Postoperative recovery was uneventful, without any related complications during the 2 year follow up.

Discussion

Abnormal bile duct and gallbladder agenesis can result from differentiation defects and abnormal duct development. Failure to vacuolize the caudal portion of the hepatic diverticulum, the pars cistica, is thought to be the cause of an absent gallbladder, a rare anomaly that may or may not be associated with clinical signs (Kelly et al., 2019; Sato et al., 2018). It can occur alone or in association with other biliary developmental anomalies, such as ductal plate malformations (Pillai et al., 2016; Sato et al., 2018).

The umbilical cord is formed after the enveloping of the amnion tissue from the body stalk, omphalomesenteric duct, and umbilical coelom, around 2 weeks of gestation in dogs (Aralla et al., 2013). Primitive umbilical cord formation precedes hepatic diverticulum differentiation, but there is an intimate proximity between these two structures at the level of the falciform ligament. The peritoneal ligament attaches the liver to the front body wall and separates the left and right lobes. The umbilical vein runs through the falciform ligament ventrally into the umbilical cord, which, after birth, leads to the round ligament of the liver and ventral part of the falciform ligament. Within the umbilical cord, the umbilical vein, vitelline duct (the previous omphalomesenteric duct), allantois duct, and umbilical arteries were enrolled by Wharton’s jelly and amnion after the body wall. In the case reported here, this anomaly could have been a result of excessive ventral invagination with entrapment of the cystic diverticulum, resulting in an aberrant herniation that, after birth, gave rise to direct communication to the exterior. This explanation is supported by the histological and anatomical features observed: absence of the gallbladder and a histologically confirmed bile duct from the umbilicus to the common bile duct at the expected location of the cystic duct.

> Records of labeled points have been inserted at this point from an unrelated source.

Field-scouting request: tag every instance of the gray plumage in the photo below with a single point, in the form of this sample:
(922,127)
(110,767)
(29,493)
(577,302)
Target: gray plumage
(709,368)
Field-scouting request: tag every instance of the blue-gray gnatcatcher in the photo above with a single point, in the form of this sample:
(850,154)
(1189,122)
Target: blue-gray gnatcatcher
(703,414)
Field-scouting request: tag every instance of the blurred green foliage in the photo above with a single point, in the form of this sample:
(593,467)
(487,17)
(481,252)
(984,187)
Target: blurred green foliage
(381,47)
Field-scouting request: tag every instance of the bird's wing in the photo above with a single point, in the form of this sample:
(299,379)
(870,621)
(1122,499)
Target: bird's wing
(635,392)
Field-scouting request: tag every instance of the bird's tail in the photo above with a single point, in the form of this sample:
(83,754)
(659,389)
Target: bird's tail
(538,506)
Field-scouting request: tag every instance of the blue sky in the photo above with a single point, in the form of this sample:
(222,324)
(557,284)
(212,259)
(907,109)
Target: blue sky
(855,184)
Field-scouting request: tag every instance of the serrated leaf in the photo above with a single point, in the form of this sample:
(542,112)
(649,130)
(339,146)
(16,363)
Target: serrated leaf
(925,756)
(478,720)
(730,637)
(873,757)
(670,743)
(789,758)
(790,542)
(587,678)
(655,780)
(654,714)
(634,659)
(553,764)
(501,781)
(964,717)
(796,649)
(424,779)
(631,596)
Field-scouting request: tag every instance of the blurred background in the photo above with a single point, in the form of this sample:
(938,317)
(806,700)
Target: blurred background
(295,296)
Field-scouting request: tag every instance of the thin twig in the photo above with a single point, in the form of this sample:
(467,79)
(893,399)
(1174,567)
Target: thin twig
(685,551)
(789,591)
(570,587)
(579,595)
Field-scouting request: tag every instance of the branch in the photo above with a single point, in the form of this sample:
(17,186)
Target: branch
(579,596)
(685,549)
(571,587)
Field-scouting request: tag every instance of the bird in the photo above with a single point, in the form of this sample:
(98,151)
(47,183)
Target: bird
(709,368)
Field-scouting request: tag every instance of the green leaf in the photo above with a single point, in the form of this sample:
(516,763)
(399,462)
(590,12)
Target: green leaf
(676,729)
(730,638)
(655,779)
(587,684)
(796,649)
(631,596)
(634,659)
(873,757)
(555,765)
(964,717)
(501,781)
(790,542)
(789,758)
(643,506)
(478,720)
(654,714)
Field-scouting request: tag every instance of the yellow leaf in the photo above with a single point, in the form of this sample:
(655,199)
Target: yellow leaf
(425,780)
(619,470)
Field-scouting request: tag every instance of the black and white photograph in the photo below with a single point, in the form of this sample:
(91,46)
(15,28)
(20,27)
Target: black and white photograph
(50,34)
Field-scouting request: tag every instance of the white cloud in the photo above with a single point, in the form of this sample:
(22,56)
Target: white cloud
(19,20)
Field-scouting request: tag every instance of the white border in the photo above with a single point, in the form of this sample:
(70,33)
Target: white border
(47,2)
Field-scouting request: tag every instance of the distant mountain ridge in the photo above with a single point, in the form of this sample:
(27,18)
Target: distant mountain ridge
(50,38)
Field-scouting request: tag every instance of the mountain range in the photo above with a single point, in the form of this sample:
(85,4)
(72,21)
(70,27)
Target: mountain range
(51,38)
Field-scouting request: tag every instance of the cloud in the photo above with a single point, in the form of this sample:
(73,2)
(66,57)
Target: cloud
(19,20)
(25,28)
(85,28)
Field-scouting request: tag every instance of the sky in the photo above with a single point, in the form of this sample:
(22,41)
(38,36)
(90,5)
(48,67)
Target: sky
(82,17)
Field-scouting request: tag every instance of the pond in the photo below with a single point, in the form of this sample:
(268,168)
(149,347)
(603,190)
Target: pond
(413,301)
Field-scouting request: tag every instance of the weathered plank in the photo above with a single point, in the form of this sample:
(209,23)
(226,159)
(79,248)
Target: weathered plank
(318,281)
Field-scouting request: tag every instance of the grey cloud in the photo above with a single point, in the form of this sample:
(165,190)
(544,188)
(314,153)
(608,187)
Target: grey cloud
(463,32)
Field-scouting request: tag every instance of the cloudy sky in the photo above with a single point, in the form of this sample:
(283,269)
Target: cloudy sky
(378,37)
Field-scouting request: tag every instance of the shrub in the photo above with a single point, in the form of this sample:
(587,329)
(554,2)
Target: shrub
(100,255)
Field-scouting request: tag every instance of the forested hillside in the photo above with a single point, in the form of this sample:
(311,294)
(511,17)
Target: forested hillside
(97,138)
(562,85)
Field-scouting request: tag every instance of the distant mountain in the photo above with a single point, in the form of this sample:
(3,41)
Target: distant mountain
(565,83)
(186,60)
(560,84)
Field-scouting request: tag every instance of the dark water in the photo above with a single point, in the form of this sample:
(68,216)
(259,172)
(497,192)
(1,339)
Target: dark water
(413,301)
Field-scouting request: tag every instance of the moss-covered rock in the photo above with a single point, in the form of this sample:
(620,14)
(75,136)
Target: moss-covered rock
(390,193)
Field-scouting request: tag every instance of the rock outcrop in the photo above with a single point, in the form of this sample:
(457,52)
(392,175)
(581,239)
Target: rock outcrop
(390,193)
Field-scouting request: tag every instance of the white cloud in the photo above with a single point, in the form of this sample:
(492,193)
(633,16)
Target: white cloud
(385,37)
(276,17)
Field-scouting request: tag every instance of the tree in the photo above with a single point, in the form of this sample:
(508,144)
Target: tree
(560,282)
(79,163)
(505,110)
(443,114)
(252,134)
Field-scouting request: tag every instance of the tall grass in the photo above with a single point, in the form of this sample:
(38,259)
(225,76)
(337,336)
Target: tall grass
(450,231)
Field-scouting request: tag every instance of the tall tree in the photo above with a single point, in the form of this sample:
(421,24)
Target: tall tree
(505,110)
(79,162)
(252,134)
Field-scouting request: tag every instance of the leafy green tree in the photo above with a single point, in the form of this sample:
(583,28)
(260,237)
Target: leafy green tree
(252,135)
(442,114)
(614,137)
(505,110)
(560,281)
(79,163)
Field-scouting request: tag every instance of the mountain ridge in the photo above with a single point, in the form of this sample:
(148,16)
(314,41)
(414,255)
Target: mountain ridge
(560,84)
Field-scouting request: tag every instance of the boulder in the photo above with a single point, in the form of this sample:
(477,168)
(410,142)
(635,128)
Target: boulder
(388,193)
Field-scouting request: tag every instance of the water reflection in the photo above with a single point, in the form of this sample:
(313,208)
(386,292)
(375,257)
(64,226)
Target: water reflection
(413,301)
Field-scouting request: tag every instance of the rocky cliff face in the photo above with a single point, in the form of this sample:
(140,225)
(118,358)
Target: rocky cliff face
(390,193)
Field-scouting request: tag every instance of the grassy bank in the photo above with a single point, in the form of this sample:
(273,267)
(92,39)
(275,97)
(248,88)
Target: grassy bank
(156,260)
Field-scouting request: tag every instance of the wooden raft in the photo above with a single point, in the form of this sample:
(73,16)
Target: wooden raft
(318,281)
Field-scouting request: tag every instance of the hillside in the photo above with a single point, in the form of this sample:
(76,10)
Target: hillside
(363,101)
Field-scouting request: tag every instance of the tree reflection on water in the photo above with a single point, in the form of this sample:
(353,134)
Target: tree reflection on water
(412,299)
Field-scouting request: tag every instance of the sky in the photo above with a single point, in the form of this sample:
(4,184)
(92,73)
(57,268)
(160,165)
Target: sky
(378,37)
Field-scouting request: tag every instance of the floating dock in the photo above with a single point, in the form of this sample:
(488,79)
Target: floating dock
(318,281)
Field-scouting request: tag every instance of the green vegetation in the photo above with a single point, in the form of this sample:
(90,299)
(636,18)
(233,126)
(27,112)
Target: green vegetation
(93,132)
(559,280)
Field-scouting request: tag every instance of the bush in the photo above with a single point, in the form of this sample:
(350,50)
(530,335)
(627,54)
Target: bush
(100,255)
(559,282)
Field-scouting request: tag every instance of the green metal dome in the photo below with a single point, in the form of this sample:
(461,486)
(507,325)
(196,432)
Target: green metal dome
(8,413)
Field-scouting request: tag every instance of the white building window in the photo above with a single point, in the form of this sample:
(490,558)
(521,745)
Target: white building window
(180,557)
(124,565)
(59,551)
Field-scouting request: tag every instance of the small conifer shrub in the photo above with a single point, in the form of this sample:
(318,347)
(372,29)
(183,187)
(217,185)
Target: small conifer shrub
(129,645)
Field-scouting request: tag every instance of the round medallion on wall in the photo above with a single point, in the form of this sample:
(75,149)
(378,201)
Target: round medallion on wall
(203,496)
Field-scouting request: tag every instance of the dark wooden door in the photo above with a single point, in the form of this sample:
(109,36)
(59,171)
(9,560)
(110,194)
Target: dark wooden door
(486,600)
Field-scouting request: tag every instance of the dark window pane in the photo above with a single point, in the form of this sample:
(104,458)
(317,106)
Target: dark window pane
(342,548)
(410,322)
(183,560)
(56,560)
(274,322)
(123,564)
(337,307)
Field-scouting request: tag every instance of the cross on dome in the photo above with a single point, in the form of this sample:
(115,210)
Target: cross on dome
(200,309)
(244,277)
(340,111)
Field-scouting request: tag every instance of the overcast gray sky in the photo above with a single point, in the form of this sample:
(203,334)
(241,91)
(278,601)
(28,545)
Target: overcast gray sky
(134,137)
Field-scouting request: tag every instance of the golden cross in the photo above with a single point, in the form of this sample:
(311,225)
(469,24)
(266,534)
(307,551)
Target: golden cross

The differential diagnosis in this case was the persistence of the vitelline duct or the urachus, and rare umbilical developmental anomalies, discarded after umbilical discharge analysis, ultrasound, and contrast study (Peterson, 2011). Fistulography was useful to evaluate anomalies in relation to the rest of the hepatic tree and to assist in the decision to perform surgical correction. This strategy was similar to that previously reported (Sides et al., 2004). Computed tomographic cholangiography would provide more detailed information (Kelly et al., 2019; Sato et al., 2018); however, it was not performed for economic reasons. Regardless, the surgical approach was expected to be straightforward, resulting in the correction of a persistent biliary discharge that could lead to an ascending liver infection. In this case, the fistula extended from the umbilical orifice to the common hepatic duct, and in the previous case, the communication was with the right hepatic duct (Sides et al., 2004).

Conclusions

The interest in this exceptional case relies on the importance of considering such congenital anomalies as possible biliary anomalies that are compatible with life and surgically correctable if no major changes arise from the extrahepatic or intrahepatic biliary system. Moreover, surgical correction must be performed, otherwise, an increased risk of bacterial hepatitis of a cutaneous origin can occur.